Nouwen Arie
Department of Clinical Psychology, Free University, AmsterdamThe Netherlands.
Pain. 1983 Dec;17(4):353-360. doi: 10.1016/0304-3959(83)90166-5.
Twenty chronic low back pain (LBP) patients with relatively high standing paraspinal EMG levels (greater than 5 microV) were randomly assigned to 2 groups. One group (N = 10) received EMG biofeedback training to reduce standing paraspinal EMG levels, the other group (N = 10) served as a waiting list control group. Changes in perceived pain (duration X intensity) and paraspinal EMG in standing position were measured at a 3 week pretreatment baseline, during the 3 week treatment period, and at a 3 week post-treatment baseline. Compared to patients in the waiting list control group, those who received EMG biofeedback showed a significant decrease in standing paraspinal EMG from pretreatment to post-treatment baseline. However, no significant differences in reported pain were found during these periods. It is concluded that reduction of standing paraspinal EMG does not lead to reduction in pain.

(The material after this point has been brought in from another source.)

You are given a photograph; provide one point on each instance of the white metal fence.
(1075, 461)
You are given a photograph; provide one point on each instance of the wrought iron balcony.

20名慢性下背痛(LBP)患者,其站立时椎旁肌肌电图(EMG)水平相对较高(大于5微伏),被随机分为两组。一组(N = 10)接受EMG生物反馈训练以降低站立时椎旁肌EMG水平,另一组(N = 10)作为候补名单对照组。在3周的预处理基线期、3周的治疗期以及3周的治疗后基线期,测量了感知疼痛(持续时间×强度)和站立位椎旁肌EMG的变化。与候补名单对照组的患者相比,接受EMG生物反馈训练的患者从预处理到治疗后基线期,站立时椎旁肌EMG显著降低。然而,在这些时期,报告的疼痛没有显著差异。得出的结论是,站立时椎旁肌EMG的降低不会导致疼痛减轻。